Jaygak squinted her eyes. The name sounded familiar. “Vezar?”

“She travelled with Black Arm,” Jurot added.

“Oh!” Jaygak nodded her head. “Vezar fought back the Dragon Turtle from the Southern Sea.”

“No,” Jurot said. “She fought back the Sea Azai.”

Jaygak squinted her eyes harder, before looking to Kitool, who nodded her head. “Then who fought back the Dragon Turtle?”

Jurot and Kitool stared at her for a moment.

“I meant from the Southern Sea.”

The pair continued to stare.

“I meant in the last twenty…” Jaygak thought about how to word it. “Almost twenty years ago.”

“Ten years ago?” Jurot asked.

“Was it ten years ago?”

“Redblade?”

“Oh,” Jaygak said. “Yes.”

Adam glanced between the Iyrmen, who were having their own conversation. “Anyway, Vezar.”

John nodded. “She was old, then. In her fifties, I think. Is she…”
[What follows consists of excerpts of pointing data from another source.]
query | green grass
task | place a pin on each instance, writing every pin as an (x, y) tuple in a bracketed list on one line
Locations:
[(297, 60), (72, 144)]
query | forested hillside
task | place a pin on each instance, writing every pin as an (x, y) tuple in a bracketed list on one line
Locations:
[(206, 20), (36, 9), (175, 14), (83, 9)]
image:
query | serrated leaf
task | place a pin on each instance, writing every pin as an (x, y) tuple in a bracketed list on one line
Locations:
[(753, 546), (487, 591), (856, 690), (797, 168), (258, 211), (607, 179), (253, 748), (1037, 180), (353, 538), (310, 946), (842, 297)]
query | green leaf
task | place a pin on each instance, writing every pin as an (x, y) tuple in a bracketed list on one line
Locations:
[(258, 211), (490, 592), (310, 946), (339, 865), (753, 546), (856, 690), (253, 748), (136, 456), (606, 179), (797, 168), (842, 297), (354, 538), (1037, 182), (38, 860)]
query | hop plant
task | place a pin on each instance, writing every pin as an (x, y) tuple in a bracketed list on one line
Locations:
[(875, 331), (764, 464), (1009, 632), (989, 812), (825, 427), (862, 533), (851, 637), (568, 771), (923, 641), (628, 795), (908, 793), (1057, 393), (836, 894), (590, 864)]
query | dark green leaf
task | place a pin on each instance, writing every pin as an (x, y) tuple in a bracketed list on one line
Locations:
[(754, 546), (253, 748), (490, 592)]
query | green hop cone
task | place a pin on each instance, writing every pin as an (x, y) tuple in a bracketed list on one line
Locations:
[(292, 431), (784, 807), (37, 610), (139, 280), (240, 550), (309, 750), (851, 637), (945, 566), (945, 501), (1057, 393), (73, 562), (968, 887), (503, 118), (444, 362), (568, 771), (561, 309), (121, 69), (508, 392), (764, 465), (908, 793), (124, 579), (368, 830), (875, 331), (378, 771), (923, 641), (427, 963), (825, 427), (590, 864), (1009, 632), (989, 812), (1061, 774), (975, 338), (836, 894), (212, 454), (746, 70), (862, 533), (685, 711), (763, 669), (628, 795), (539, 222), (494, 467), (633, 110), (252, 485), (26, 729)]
“She is alive,” Jurot confirmed.

“I’m glad to hear it,” John said, smiling. “I’d love to meet her again to thank her.”

“I will send your request to meet her,” Jurot said.

“Oh, no, that’s fine,” John said, chuckling nervously. “I don’t want to bother such a great warrior.”

“She saved your life, it is good to make such a request,” Jurot said.

John wasn’t sure how that worked, but he continued to smile nervously. “If it isn’t a bother.”

“You know…” Adam said, quietly. “I mean, you guys can come by one day when we go back. It’s not far from Red Oak, and you could stay a few days.”

“We will consider the offer,” Rick said, glaring at John.

John chuckled again, glancing aside.

“Everyone in Red Oak knows the strength of the Iyrmen,” Rick stated.

“Red Oak and the Iyr work closely together,” Jurot confirmed.

“We’ve no issues with the Iyr, and we’ve no issues with others because the Iyr’s nearby,” Rick said.

“It’s a shame that the other towns and cities have forgotten,” Adam said. “People from Central Aldland are terrible about that sort of thing.”

“They say those from Central Aldland don’t like Iyrmen,” Rick said, looking to Jurot. “Is that really true?”

“Some do not,” Jurot said. “They do not teach them the stories of their past.”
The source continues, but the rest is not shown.